Sprint offers a host of management tiers that allow customers to select the level of support they need, including a Sprint fully managed option. Sprint SD-WAN integrates with the Sprint suite of converged services, including SIP Trunking, SIP Cloud Toll Free, Workplace-as-a-Service, Wi-Fi and UCaaS solutions.
The service provider claims its SD-WAN “as-a-service” model also makes it easier for enterprises to scale and adjust to business changes while providing simple, clear pricing that streamlines planning and cost control.
Sprint's SD-WAN services complement its existing suite of services that include Global MPLS, Dedicated Internet Access, Managed VoIP, Global SIP Trunking, UCaaS, Cloud Exchange, Managed Network and Security Solutions, and Workplace-as-a-Service.
Initially, Sprint announced its intent to offer SD-WAN in October.
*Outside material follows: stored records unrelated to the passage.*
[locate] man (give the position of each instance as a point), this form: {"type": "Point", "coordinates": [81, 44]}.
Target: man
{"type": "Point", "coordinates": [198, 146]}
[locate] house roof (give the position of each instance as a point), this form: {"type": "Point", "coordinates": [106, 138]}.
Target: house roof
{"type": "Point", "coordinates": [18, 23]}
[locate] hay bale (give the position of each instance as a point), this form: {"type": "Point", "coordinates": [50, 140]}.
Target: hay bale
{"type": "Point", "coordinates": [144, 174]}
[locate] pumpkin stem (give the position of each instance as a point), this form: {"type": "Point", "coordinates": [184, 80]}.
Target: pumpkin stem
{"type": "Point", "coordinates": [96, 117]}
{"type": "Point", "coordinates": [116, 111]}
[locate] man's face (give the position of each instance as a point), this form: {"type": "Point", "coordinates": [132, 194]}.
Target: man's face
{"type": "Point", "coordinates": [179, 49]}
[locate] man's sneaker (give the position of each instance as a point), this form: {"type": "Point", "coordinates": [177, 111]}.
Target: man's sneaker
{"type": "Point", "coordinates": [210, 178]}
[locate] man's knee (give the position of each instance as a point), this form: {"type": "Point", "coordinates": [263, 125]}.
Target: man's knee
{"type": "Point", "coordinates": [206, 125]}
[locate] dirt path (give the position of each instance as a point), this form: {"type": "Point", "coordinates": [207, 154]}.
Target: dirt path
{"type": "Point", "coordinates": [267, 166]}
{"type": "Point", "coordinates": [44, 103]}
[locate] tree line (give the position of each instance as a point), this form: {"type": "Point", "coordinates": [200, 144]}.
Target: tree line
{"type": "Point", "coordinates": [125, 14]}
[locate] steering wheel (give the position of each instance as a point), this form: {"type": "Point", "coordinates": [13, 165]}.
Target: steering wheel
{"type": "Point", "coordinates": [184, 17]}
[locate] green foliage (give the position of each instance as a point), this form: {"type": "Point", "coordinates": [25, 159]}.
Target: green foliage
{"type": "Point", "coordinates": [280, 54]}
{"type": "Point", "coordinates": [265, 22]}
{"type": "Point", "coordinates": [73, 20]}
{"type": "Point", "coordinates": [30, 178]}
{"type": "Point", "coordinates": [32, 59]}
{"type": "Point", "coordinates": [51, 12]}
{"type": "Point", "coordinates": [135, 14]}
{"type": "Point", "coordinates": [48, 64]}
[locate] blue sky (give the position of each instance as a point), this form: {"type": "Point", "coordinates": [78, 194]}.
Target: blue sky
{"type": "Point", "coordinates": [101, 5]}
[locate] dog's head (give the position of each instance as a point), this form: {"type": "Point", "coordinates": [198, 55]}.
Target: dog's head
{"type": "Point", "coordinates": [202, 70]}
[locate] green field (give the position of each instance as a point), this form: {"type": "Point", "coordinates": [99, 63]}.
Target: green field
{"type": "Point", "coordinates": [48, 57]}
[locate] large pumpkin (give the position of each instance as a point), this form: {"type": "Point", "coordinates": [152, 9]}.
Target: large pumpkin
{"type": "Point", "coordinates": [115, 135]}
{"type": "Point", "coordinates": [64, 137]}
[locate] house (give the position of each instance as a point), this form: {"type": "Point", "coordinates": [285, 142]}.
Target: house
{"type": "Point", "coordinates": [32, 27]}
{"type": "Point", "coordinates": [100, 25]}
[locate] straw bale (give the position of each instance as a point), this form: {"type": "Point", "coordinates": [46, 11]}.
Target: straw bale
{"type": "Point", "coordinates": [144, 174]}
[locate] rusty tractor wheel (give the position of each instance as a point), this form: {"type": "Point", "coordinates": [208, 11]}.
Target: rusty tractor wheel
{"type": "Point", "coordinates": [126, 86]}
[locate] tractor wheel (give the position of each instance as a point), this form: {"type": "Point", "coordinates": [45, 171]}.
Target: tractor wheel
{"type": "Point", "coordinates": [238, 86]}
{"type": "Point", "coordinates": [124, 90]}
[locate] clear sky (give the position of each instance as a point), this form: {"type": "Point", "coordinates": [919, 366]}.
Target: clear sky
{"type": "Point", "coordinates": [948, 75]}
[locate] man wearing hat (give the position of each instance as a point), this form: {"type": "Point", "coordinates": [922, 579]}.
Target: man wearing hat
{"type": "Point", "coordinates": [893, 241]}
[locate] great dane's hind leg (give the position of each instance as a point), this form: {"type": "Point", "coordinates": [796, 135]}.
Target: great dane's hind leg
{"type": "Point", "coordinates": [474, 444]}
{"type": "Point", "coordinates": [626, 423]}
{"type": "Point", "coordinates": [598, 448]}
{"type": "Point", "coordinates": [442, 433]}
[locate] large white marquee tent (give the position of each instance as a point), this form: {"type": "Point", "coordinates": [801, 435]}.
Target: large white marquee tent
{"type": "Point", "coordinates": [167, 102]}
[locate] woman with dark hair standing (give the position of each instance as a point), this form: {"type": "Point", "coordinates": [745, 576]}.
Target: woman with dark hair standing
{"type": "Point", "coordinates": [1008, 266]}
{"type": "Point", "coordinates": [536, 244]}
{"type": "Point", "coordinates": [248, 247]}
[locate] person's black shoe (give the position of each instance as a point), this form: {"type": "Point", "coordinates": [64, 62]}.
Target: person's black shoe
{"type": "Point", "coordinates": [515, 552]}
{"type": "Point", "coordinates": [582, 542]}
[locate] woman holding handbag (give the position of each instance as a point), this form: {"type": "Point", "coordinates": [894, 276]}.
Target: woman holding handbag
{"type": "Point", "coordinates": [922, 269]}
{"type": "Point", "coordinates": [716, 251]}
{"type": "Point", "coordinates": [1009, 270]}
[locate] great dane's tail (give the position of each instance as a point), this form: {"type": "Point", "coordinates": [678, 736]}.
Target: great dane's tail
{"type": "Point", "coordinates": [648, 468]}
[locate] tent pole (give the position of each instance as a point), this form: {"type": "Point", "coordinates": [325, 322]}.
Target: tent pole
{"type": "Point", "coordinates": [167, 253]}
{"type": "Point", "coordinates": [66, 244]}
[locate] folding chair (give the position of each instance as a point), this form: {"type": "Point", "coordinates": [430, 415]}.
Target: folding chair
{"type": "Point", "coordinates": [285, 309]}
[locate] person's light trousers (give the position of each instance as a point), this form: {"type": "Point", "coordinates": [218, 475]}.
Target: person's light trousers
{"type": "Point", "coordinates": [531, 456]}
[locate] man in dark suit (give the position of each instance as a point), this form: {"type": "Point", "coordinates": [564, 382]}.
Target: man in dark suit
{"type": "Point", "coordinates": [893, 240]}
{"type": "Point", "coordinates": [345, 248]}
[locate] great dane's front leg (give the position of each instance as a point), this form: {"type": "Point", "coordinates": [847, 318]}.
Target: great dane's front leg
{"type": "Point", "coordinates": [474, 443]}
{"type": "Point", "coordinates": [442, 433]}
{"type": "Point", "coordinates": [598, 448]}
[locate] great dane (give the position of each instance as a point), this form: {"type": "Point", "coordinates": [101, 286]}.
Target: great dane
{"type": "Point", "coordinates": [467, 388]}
At that time, Sprint named VeloCloud as its SD-WAN vendor and began customer trials in the fourth quarter of 2016. Launching SD-WAN is part of a broader effort for Sprint in the competitive wireline business space in which it lost ground in recent years to AT&T, CenturyLink and emerging cable competitors like Comcast Business, which just began an SD-WAN beta trial, for example.
As Sprint looks to expand its wireline service base, one that it reestablished in 2016 when it launched its Sprint Global Wireline Business Unit, having an SD-WAN solution in hand means that the service provider is prepared to respond to business customers that want to migrate toward open, software services.
Being able to leverage software-based solutions like SD-WAN that run on carrier off the shelf (COTS) platforms is relevant to larger businesses because they potentially save money on network solutions that are no longer tied to specific services. A business that decides to migrate off a particular service could simply shut down one software-based service and implement another on the same server.